I thought I was in-quartering the dental scrap by adding copper scrap to the aqua regia, but I don't think that I used enough copper, so I have some copper powder, on its way for this purpose. I don't have a silver cell and didn't plan on recovering PGM's that way, as I want to obtain the values from the aqua regia, using a long cooking and reagent. I also have every intention of recovering the copper also, following each step to recover the different metals and to have a greater understanding of the processes.

Butcher - you said 'copper can also be used to in-quarter the metal, well I'm glad about that because, I've already started on that route and for now, have plenty of nitric. Could you please clarify, what you mean when you say, 'copper can be used to in-quarter the metal, 'before' the nitric treatment to recover the values…? ' Its just you mention in-quartering 'before' the nitric treatment, which has me confused?

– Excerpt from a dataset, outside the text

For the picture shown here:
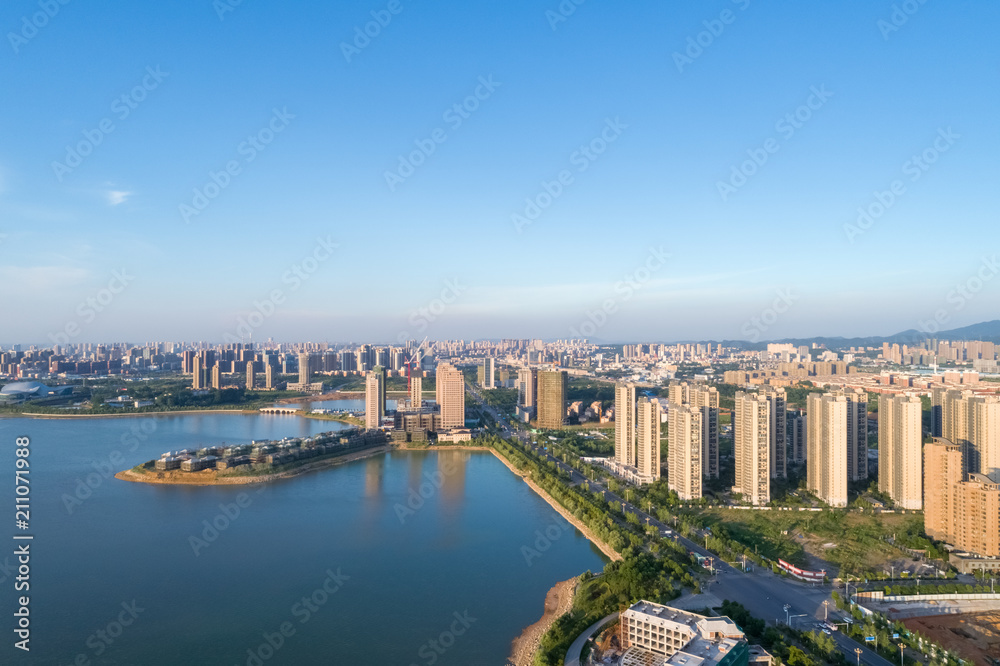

I wanted to in-quarter in solution because, I do not have a furnace. Basically, I was thinking of adding 70% of the dental alloys weight in copper, to allow the values to dissolve, but of course I was trying to this in aqua-regia, whereas on reading 'Hoke' it certainly does seem an excellent method of separating values with nitric.


----------



## Digitaria (Mar 14, 2014)

nickvc; rickbb and butcher - thanks for the info about fume scrubbing but I fear, this info has, for now, gone straight over my head. Its strange how some processes seem so complex, and others which other people might consider complex, easy. 

Anyway - I have enough to be getting on with, so I'm going back to studying now.
Have a nice weekend, guys. 8)


----------



## Digitaria (Mar 14, 2014)

Butcher, just one thing before I go, when you suggested cementing out the values onto a thick piece of copper, of a couple of days, is this the same method I have heard of called 'single displacement? Also will there be valuable platinum in the mixture, which will not be attracted to the copper, I would not want to displose of the mixture if it has PGM's in it, still?


----------



## sharkhook (Mar 14, 2014)

There is a good description of inquarting in the following post. Hope it helps. 

http://goldrefiningforum.com/~goldrefi/phpBB3/viewtopic.php?f=39&t=355


----------



## Digitaria (Mar 14, 2014)

One last thing, Nickvc - thanks for your post and welcome. Are there many UK enthusiasts on this forum then? I have not had a good look, as there is so much else to do at the moment.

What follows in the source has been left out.